Barrow isn't the only busy one, the Department of Health and Hospitals has been working with BRG and Our Lady of the Lake to prepare for the day when the ER will close. Those plans include a temporary urgent care center near the current ER location, with the possibility of an additional permanent location later.  There is currently a Mid-City Urgent Care Center run by OLOL located on Foster Drive.

"What we're trying to do right now is determine what we can do to establish some additional care options for residents in Mid-City Baton Rouge," said Olivia Watkins with the Department of Health and Hospitals.

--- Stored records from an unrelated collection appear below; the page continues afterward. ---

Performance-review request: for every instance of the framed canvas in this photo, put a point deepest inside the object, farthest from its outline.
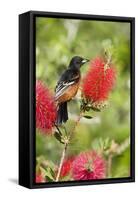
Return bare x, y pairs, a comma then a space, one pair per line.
76, 99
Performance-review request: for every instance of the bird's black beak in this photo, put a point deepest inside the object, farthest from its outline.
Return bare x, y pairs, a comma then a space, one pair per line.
85, 61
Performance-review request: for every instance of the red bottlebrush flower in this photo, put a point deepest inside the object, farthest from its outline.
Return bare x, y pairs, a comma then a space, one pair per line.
99, 80
39, 178
66, 167
88, 166
45, 108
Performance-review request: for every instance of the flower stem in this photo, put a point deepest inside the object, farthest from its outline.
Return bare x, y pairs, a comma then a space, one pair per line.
66, 146
61, 161
109, 165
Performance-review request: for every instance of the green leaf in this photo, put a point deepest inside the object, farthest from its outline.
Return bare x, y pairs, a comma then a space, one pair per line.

The state is spending $500,000 on a study to look at how and where to best open another urgent care center in Mid-City. While some people worry about the lack of emergency care in general, DHH officials point out that the urgent care model has been successful.  For example, after Earl K. Long hospital closed the LSU Health Services opened an Urgent Care Center a few blocks away on Airline Highway.  That Urgent Care Center is also run by OLOL. 

"We'd certainly like to have as many emergency rooms as we possibly could in the area, but we do understand that emergency rooms and hospitals have to be sustainable," said Watkins.

Baton Rouge General said they are focusing on patients and staff right now and did not provide a comment, however a public letter sent out earlier in the week indicated that the decision to close the Mid-City E.R. was notERe lightly. 

DHH is looking forward to hearing any suggestions that may come out of Wednesday's news conference.

The news conference starts at 10 a.m. on the steps of the State Capital.